Un mois après le début de l’opération Sangaris, les violences se poursuivent à Bangui, le désarmement des milices n’a fait que commencer et les 1.600 soldats français engagés ne semblent pas en mesure de contrôler la situation.

 

Au total, près de 7.000 soldats français ont été déployés en quelques mois au Mali et en RCA. Objectifs affichés : lutter contre le «terrorisme» au Sahel et rétablir un minimum de stabilité en Centrafrique. Des interventions à la fois sécuritaires et humanitaires, avec l’aval du Conseil de sécurité de l’ONU.

 

«On a la coïncidence de deux opérations lourdes, mais ce n’est pas un changement de ligne. Ce sont deux interventions dont la France se serait volontiers passé», souligne Bruno Tertrais, de la Fondation de la recherche stratégique.



La France, «gendarme malgré elle»

Après une tentative pour alléger le dispositif français sous Nicolas Sarkozy, l’Afrique est à nouveau considérée comme une priorité stratégique pour Paris. «Globalement, on peut dire qu’aujourd’hui, et c’est déjà le cas depuis pas mal de temps, la France intervient de manière contrainte et se trouve être le gendarme malgré elle en Afrique», poursuit Bruno Tertrais.

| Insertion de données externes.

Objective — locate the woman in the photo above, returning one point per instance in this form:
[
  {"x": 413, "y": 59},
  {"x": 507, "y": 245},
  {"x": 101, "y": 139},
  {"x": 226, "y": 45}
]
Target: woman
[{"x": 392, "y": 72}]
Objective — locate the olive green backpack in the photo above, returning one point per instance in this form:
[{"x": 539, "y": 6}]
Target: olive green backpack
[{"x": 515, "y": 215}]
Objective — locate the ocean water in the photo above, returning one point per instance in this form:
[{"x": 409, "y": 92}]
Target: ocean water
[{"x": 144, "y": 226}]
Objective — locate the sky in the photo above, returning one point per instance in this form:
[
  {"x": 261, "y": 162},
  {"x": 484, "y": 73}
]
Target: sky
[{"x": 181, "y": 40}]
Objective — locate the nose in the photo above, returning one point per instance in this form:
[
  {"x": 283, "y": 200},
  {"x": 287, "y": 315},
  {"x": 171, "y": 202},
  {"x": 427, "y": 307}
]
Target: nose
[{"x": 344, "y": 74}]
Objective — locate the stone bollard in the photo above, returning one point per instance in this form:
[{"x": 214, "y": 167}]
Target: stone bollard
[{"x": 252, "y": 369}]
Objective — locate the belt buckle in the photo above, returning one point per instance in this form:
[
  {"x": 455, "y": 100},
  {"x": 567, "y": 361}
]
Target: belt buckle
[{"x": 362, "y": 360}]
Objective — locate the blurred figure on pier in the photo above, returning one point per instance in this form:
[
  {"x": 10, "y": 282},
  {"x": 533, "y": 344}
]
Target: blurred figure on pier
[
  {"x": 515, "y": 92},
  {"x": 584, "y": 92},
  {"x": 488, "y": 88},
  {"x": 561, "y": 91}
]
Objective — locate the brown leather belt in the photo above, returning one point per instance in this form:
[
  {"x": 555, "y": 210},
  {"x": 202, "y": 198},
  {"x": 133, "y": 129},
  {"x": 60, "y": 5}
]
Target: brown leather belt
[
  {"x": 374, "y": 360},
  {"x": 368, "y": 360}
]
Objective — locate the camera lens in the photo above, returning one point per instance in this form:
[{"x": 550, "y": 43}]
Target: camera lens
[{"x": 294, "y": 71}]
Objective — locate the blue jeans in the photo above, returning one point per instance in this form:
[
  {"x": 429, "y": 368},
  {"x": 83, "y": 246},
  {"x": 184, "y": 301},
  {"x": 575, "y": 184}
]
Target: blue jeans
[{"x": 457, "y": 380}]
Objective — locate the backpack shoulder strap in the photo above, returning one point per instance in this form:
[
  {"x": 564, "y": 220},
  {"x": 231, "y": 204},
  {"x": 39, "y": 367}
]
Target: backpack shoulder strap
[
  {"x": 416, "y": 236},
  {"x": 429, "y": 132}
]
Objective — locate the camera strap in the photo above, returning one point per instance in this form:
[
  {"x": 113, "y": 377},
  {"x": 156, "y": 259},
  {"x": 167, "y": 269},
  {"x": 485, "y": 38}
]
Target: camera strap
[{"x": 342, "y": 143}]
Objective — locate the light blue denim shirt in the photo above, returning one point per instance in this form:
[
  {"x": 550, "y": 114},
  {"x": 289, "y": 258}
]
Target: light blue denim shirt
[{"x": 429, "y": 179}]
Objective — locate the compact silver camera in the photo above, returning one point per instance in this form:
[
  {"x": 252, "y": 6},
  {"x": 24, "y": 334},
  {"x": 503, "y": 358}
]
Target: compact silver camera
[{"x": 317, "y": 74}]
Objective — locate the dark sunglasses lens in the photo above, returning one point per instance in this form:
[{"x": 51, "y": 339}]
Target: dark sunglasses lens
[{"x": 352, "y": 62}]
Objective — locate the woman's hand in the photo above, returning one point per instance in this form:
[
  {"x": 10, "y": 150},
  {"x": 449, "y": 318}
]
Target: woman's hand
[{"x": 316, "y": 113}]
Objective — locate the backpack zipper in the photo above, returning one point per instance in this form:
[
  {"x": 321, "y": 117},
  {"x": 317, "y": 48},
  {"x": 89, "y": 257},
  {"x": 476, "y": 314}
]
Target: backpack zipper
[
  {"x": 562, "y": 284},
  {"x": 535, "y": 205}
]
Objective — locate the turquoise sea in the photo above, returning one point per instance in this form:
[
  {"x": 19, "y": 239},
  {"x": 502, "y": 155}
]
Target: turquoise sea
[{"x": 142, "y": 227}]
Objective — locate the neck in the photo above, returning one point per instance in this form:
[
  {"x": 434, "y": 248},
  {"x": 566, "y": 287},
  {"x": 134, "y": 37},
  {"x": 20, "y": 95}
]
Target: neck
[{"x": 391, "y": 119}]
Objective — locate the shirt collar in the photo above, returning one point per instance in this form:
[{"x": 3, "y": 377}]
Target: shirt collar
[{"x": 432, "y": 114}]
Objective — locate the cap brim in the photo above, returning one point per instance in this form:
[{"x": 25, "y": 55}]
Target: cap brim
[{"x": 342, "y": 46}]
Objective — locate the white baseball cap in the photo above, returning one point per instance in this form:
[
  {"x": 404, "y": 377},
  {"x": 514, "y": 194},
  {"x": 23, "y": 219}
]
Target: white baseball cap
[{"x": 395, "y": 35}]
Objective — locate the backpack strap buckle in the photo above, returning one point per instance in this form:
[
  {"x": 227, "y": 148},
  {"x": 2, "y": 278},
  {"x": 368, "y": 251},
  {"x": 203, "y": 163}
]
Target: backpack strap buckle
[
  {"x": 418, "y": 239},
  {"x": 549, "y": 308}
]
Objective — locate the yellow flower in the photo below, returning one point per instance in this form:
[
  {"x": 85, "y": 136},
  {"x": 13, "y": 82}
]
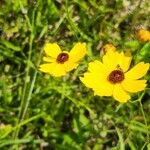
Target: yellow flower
[
  {"x": 144, "y": 35},
  {"x": 59, "y": 62},
  {"x": 109, "y": 47},
  {"x": 112, "y": 76}
]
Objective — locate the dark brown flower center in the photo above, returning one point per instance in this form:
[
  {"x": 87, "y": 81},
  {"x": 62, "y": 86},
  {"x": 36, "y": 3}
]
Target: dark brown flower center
[
  {"x": 62, "y": 57},
  {"x": 116, "y": 76}
]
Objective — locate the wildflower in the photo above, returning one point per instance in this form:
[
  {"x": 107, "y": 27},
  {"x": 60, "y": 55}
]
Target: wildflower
[
  {"x": 59, "y": 62},
  {"x": 112, "y": 76},
  {"x": 109, "y": 47},
  {"x": 144, "y": 35}
]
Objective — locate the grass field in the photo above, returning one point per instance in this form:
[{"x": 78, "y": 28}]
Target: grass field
[{"x": 42, "y": 112}]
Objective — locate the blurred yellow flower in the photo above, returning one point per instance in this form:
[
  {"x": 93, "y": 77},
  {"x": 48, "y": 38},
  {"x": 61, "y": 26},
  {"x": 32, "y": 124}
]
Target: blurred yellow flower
[
  {"x": 112, "y": 76},
  {"x": 109, "y": 47},
  {"x": 59, "y": 62},
  {"x": 144, "y": 35}
]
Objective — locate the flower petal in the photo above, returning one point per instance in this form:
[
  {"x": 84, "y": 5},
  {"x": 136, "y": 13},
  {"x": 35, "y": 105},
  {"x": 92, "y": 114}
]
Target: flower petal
[
  {"x": 97, "y": 67},
  {"x": 69, "y": 66},
  {"x": 53, "y": 69},
  {"x": 52, "y": 49},
  {"x": 111, "y": 59},
  {"x": 125, "y": 61},
  {"x": 138, "y": 71},
  {"x": 49, "y": 59},
  {"x": 119, "y": 94},
  {"x": 100, "y": 86},
  {"x": 105, "y": 89},
  {"x": 133, "y": 85},
  {"x": 77, "y": 52}
]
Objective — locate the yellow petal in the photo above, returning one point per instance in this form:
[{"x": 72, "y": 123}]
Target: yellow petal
[
  {"x": 104, "y": 89},
  {"x": 52, "y": 49},
  {"x": 100, "y": 87},
  {"x": 97, "y": 67},
  {"x": 133, "y": 85},
  {"x": 119, "y": 94},
  {"x": 138, "y": 71},
  {"x": 53, "y": 69},
  {"x": 49, "y": 59},
  {"x": 77, "y": 52},
  {"x": 69, "y": 66},
  {"x": 125, "y": 61},
  {"x": 111, "y": 59},
  {"x": 89, "y": 80}
]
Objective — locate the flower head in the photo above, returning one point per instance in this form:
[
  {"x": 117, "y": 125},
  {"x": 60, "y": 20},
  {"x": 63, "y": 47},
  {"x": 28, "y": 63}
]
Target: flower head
[
  {"x": 59, "y": 62},
  {"x": 112, "y": 76},
  {"x": 144, "y": 35}
]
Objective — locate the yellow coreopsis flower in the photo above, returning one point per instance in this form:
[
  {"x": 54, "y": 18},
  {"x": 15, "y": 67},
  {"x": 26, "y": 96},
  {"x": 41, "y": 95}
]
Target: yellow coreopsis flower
[
  {"x": 112, "y": 76},
  {"x": 109, "y": 47},
  {"x": 59, "y": 62},
  {"x": 144, "y": 35}
]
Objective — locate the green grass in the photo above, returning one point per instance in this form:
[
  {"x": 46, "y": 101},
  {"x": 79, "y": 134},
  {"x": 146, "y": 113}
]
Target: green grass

Les forces françaises interviennent dans l’urgence pour pallier l’incapacité des Etats africains et de leurs armées à assurer la stabilité. Un vide sécuritaire au coeur de l’Afrique menaçant, selon Paris, la sécurité de la France et plus globalement de l’Europe.

 

Avec plus de 5.000 hommes stationnés en permanence en Afrique, la France dispose d’un outil unique qui lui permet d’agir vite. Un dispositif organisé autour de deux pôles principaux, Libreville à l’ouest (940 hommes) et Djibouti à l’est (2.000), avec des bases au Tchad (950), au Sénégal (350) et en Côte d’Ivoire (450). Sans oublier les Forces spéciales - stationnées notamment au Niger, d’où opèreront les drones Reaper récemment acquis aux Etats-Unis -, qui ont montré leur efficacité lors de l’intervention au Mali.

 

La réduction du contingent français dans ce pays, de 2.500 hommes actuellement à un millier au printemps, contraint Paris à adapter son dispositif. D’autant que la France est, selon un proche du ministre, engagée pour des années au Sahel et que l’armée ne peut pas être partout en période de difficultés budgétaires.

 

Paris veut en particulier «pérenniser» sa relation de défense avec le Mali et Jean-Yves Le Drian doit signer un accord en ce sens le 19 ou le 20 janvier à Bamako.

«Nous sommes en phase de réorganisation, de régionalisation de notre présence dans cette partie de l’Afrique. Et dans cette réorganisation, la plateforme de N’Djamena aura un rôle central, parce qu’il nous faut anticiper, dissuader les menaces qui pèsent sur cette région», a déclaré le ministre français vendredi au Tchad.

 

Le but est de rapprocher le dispositif français de la zone où la menace jihadiste est la plus forte, la bande sahélienne, en développant notamment des points d’appui dans le nord du Tchad et du Niger.

 

Paris compte en outre sur une forte implication de ses alliés africains. D’autant que ses partenaires européens ne se bousculent pas pour lui venir en aide quand il s’agit d’envoyer des troupes. L’un des effets pervers de l’interventionnisme français en Afrique étant, selon un spécialiste, d’accréditer l’idée selon laquelle «de toute façon, la France sera là».